Author Topic: Die space for m68k on FPGA? (Read 13453 times)

matthey · « **on:** January 05, 2013, 05:59:33 AM »

Quote from: freqmax;721192

I' curious if an 80386 + VGA can be implemented on the existing FPGA Replay.

DosBox with 68k Dynamic Recompilation should be able to achieve 386 emulation speeds on a fast 68060 or fpga 68k CPU. The bonus is that the Amiga can multitask at the same time kind of like the advantage of ShapeShifter over a real 68k Macintosh. An enhanced fpga 68k CPU could support faster emulation of x86 by providing some useful instructions and addressing modes that the x86 has but the 68k does not. When creating the basic 68k dynamic recompilation, I could see that MVS/MVZ (x86 MOVSX/MOVZX), LEA to a data register, immediate shifts >8, base register update addressing mode, small longword->word compressed immediates, a PERM instruction and fast bitfield instructions would greatly speedup and simplify x86 emulation. Many of these ideas were previously suggested in the 68koolFusion ISA coincidentally. A true 386 fpga core should still be a little faster but then a real 386 DOS machine can be obtained for free.

Quote from: billt

an FPGA on a PGA carrier to replace 68060 which are so hard to find the good ones now.

Quote from: freqmax;721192

I like the idea. Power through the socket might be an issue thoe.

Yea, Interesting idea. An fpga is low power and voltage like the 68060. An fpga core would have to be very similar to a 68060 though.

matthey · « **Reply #1 on:** January 05, 2013, 03:44:16 PM »

Quote from: Fats;721327

Why not go for both a m68k and x86 CPU core at the same time on the FPGA ?

A 2nd (and larger in the case of x86) decoder would be needed but it is possible for a fpga CPU core internally to be flexible enough to handle most modern CPU instructions, addressing modes and functionality. The same task/process could only execute the code for 1 CPU at once because of encoding conflicts. Multiprocessing should be possible with care though. It would be like emulating an Amiga with a bridgeboard all in one fpga. Personally, I think a 68k and x86 together would be a waste. Enhance the 68k as I suggested and the 68k would be able to do practically all the common functionality of the 386 but to general purpose registers making emulation easier while being much easier to program. More interesting CPU combinations would be 68k+Z80 for emulating several game consoles and 68k+PPC for emulating PPC Amigas although that would require a big fpga and an efficient PPC core. Also, an enhanced 68k+68000 might be good for max compatibility without rebooting/configuring the fpga.

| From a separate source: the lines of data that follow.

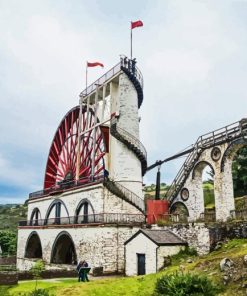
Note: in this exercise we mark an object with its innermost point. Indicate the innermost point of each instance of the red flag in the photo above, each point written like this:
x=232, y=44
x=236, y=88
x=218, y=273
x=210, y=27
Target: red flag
x=136, y=24
x=95, y=64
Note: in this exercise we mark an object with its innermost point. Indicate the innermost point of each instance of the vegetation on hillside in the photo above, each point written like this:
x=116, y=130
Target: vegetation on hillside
x=239, y=172
x=10, y=215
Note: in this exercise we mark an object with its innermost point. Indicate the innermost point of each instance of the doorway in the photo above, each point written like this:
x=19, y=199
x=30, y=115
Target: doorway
x=141, y=264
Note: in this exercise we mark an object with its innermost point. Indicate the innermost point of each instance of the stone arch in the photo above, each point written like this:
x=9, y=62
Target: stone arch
x=231, y=150
x=177, y=204
x=35, y=216
x=86, y=216
x=201, y=165
x=33, y=247
x=57, y=204
x=63, y=249
x=204, y=197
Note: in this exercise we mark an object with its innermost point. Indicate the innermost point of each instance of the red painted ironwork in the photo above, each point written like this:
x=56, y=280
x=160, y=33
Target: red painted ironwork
x=62, y=158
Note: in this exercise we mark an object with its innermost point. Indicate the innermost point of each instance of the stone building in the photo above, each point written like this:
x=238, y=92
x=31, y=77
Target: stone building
x=92, y=199
x=147, y=250
x=216, y=150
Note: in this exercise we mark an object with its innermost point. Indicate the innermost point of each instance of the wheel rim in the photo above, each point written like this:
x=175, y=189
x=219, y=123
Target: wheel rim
x=62, y=158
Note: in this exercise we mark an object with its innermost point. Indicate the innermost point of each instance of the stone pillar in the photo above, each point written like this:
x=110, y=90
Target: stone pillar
x=125, y=167
x=224, y=196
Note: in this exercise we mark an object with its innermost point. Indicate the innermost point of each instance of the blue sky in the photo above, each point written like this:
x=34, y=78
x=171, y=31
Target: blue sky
x=192, y=55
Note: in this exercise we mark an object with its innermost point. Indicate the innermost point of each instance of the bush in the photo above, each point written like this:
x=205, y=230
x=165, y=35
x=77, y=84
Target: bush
x=180, y=284
x=38, y=292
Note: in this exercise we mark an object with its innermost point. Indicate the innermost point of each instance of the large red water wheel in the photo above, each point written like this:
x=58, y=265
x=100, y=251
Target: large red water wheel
x=62, y=158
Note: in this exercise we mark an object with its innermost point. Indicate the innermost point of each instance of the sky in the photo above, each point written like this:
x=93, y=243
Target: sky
x=192, y=55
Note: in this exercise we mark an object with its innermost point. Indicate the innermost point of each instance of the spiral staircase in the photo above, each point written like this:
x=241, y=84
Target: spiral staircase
x=131, y=142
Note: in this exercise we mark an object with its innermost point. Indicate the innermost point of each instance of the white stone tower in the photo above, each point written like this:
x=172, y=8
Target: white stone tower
x=92, y=200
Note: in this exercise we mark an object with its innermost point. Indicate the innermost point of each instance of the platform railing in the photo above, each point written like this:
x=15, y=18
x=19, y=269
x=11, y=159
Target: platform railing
x=111, y=73
x=216, y=137
x=105, y=218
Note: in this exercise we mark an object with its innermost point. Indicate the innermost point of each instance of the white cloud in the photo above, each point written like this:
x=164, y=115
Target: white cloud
x=192, y=55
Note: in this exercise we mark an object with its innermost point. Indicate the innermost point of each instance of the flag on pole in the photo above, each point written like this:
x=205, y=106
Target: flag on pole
x=136, y=24
x=95, y=64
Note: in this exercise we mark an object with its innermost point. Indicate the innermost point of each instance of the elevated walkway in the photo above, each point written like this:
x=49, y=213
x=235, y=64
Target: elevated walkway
x=220, y=136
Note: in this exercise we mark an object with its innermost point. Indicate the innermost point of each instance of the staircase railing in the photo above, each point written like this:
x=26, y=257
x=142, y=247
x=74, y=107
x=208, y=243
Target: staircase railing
x=128, y=137
x=126, y=194
x=217, y=137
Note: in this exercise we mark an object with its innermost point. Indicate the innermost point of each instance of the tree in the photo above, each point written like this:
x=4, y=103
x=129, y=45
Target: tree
x=36, y=271
x=8, y=242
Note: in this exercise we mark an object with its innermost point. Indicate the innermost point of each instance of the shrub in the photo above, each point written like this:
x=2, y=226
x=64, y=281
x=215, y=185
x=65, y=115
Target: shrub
x=184, y=284
x=38, y=292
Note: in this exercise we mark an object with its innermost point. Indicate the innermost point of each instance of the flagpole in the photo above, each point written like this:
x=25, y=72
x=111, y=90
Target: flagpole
x=86, y=78
x=130, y=41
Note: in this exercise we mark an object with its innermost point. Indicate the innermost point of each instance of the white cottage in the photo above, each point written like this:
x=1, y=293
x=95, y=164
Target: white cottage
x=145, y=250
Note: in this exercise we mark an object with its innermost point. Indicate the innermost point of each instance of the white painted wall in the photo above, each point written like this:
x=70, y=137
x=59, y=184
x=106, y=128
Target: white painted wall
x=140, y=245
x=125, y=167
x=165, y=251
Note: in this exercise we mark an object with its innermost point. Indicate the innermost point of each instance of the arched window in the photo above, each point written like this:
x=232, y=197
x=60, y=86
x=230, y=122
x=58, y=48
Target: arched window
x=203, y=176
x=35, y=217
x=180, y=209
x=57, y=213
x=33, y=246
x=63, y=250
x=84, y=212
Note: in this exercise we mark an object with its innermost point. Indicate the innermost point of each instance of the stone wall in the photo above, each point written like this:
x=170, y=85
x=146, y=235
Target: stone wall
x=8, y=260
x=100, y=245
x=204, y=237
x=223, y=185
x=8, y=278
x=100, y=198
x=125, y=167
x=196, y=235
x=165, y=251
x=140, y=245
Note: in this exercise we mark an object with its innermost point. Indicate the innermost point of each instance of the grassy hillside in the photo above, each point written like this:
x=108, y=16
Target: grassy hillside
x=10, y=215
x=144, y=285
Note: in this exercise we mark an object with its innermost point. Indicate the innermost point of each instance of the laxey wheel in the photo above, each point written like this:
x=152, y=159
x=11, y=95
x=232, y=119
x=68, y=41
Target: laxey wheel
x=62, y=158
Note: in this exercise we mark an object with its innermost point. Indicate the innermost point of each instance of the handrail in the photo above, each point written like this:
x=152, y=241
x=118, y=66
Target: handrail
x=127, y=194
x=207, y=140
x=65, y=185
x=126, y=63
x=105, y=218
x=129, y=137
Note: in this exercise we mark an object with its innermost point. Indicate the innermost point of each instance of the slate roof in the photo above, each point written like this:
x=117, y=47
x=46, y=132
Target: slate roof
x=160, y=237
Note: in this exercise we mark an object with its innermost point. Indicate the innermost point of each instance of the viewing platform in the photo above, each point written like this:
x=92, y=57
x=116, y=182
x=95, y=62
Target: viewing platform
x=92, y=219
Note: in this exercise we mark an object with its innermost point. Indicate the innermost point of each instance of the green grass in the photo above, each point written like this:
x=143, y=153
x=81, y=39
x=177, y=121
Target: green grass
x=10, y=215
x=144, y=285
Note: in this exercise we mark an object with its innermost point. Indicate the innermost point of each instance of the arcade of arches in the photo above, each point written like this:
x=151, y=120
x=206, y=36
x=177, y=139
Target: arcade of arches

matthey · « **Reply #2 on:** January 05, 2013, 07:25:41 PM »

Quote from: psxphill;721344

What makes it too big? The ISA itself shouldn't be.

The PowerISA is large for a RISC ISA (although much is rarely used and can be trapped but results in poor performance if used) and the caches need to be significantly larger than the 68k for good performance. The code density of the PowerPC is about 1/2 of an enhanced 68k CPU needing 2x the instruction cache to hold the same amount of code, for example. ARM with Thumb 2 gave up a simple and clean RISC ISA and decoder to return to CISC "compressed" code much like the 68k (although a little simpler for decoding but not as compressed or programmer friendly).

Quote from: psxphill;721344

It would be tricky to match performance of a real chip & you'd probably have to leave a lot of complex features out.

It would be nearly impossible to match the performance of the original Amiga PPC cards or the SAM 440 with a PPC core in an affordable fpga. I think an enhanced 68k CPU core could come close though, if assembler optimized code is used. This is feasible on the 68k because it's almost as easy to program as a high level language where programmers enjoy using it but is almost impossible on RISC. The 68k advantages are discounted way too much while it's disadvantages are exaggerated. The 68060 performance proves it and outperformed many early PPC processors. That's why Apple put code in MacOS 8.x that kept the 68060 from working while MacOS 7.x using a 68060 worked great and blew away the PPC macs of the time.

matthey · « **Reply #3 on:** January 05, 2013, 09:51:40 PM »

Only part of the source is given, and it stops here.